Other Important Takeaways
- If we had considered data quality upfront a few years ago, we’d have saved ourselves a lot of pain. A lot of use cases where companies failed to make an impact even though they were data-rich were because they didn’t start with the basics.
- Companies don’t necessarily see data as a cost, however, it is a cost when people unsubscribe from irrelevant emails or file complaints about data privacy, or when your analysis and insights are way off the mark. Employees spending hours on fixing data is also a direct cost on operational efficiency, leading to an impact on ROI.
- There’s still a good amount of ignorance that exists because people have this preconceived notion that if they have data it has quality and it takes education, exposure, and statistical analysis to help people break that paradigm and understand that data isn’t data unless it is also quality data.
- Companies are still afraid of the big cost of cleaning data, however, if they follow a ‘start small, scale when benefits are clear,’ they can manage this cost more effectively.
To Conclude: Down scope the problem, Fix, Repeat.

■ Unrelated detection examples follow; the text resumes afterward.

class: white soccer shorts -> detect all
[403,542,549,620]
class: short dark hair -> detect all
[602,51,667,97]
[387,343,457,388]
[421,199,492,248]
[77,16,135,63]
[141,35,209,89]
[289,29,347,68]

Summarizing the webinar with Sara’s words of wisdom:
“Treat data like you do your products and services. Data is an asset and must be treated like your products or services for which you have processes around to evaluate if it is good or not. Similarily, data must be assessed for its quality because it directly impacts your business, your customer satisfaction, and your revenue streams.
You have to start small and try to down scope something from a problem down to what can be an actionable project. You need to take the data as it exists, measure what’s wrong with the data, and then create an action plan to fix that specific problem on that specific data. You can iterate on that kind of approach over time and then you know within a period of time you’ll be able to look back and really see that transformation happen and it happened doing it one step at a time.